What Does Lorde's Mood Ring Mean?

Singer Lorde has dropped a music video for "Mood Ring," the third single off her album "Solar Power" (via Rolling Stone). The song is about some of the things people do in an attempt to feel spiritually connected in today's world, with lyrics like "I can't feel a thing / I keep looking at my mood ring / Tell me how I'm feeling / Floating away, floating away," "Ladies, begin your sun salutations," and "You can burn sage, and I'll cleanse the crystals" (via Genius).

Don't take the lyrics too seriously — it's meant as a satire. In a live stream on her YouTube channel right before the video dropped, Lorde said, "I sort of underwent something of a transformation for this video because the song is satirical. I was writing from the perspective of a character who is not me, although I have at times shared some of her traits. She's very cool, I love her vibes."

With the mellow, dreamy song and its references to popular pseudo-scientific wellness trends, Lorde "captured the escapism of wellness culture and self-care language that businesses have capitalized on" said a reviewer for Flood Magazine.

Lorde empathizes with her character in Mood Ring

The music video leans into the pseudo-spirituality/wellness scene. In it, a blonde Lorde is lounging with other women, all wearing green, in a tent and burning sage, reading, meditating, doing yoga arranging rocks; all in all, lightly poking fun at an overly holistic, potentially performative lifestyle. But it isn't out of malice. Of the character she plays in the video, she wrote in an e-mail to her mailing list (via Billboard), "It goes without saying I feel tons of empathy for [her]. It was never my intention to fully flame her, although I don't let her off the hook."

She also acknowledges that many people are just doing the best they can, and whatever it takes to be at peace is OK. "We're living through wild times," she said, "And it's tough to begrudge anyone the methods they employ to feel sane, questionable though they may be.

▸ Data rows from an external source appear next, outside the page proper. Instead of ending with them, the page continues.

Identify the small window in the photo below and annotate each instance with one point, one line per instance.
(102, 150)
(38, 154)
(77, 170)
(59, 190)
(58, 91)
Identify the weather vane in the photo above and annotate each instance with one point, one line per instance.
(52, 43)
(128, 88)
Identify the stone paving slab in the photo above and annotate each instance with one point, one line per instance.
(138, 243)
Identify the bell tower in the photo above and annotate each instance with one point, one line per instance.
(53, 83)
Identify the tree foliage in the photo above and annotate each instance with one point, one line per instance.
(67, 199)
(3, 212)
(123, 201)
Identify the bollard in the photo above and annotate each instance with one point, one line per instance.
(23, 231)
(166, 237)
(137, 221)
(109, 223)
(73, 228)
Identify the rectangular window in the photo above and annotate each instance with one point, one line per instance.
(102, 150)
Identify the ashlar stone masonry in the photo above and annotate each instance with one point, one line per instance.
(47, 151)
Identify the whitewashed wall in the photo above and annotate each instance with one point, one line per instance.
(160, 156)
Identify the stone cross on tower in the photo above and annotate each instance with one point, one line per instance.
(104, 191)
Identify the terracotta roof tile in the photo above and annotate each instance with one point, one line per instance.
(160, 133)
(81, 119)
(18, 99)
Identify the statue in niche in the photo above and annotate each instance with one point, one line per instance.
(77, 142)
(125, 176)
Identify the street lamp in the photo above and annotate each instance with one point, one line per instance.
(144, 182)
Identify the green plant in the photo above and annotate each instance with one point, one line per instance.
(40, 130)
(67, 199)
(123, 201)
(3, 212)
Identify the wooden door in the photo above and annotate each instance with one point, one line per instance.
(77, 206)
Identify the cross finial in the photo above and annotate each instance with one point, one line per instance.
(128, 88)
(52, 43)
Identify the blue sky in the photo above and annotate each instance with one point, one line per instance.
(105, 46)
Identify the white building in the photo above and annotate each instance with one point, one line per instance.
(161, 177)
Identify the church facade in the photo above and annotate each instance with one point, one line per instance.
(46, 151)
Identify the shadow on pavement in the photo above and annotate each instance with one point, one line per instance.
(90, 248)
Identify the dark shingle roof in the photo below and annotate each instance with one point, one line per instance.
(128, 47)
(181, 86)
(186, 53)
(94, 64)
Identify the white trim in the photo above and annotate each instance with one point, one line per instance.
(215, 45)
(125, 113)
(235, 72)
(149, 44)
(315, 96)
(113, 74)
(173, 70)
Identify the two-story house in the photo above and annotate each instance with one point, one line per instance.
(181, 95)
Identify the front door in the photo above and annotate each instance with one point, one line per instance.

For the album as a whole, Lorde was inspired by "'60s flower-child culture." Said the singer, "I wanted to understand the commune life, dropping out from society and trying to start again" (via Vulture). She went on to say "One thing that occurred to me as a major parallel between that time and our time is our wellness culture and our culture of spirituality, pseudo-spirituality, wellness, pseudo-wellness. Things like eating a macro-biotic vegan diet or burning sage, keeping crystals, reading tarot cards or your horoscope." What's old has become new again.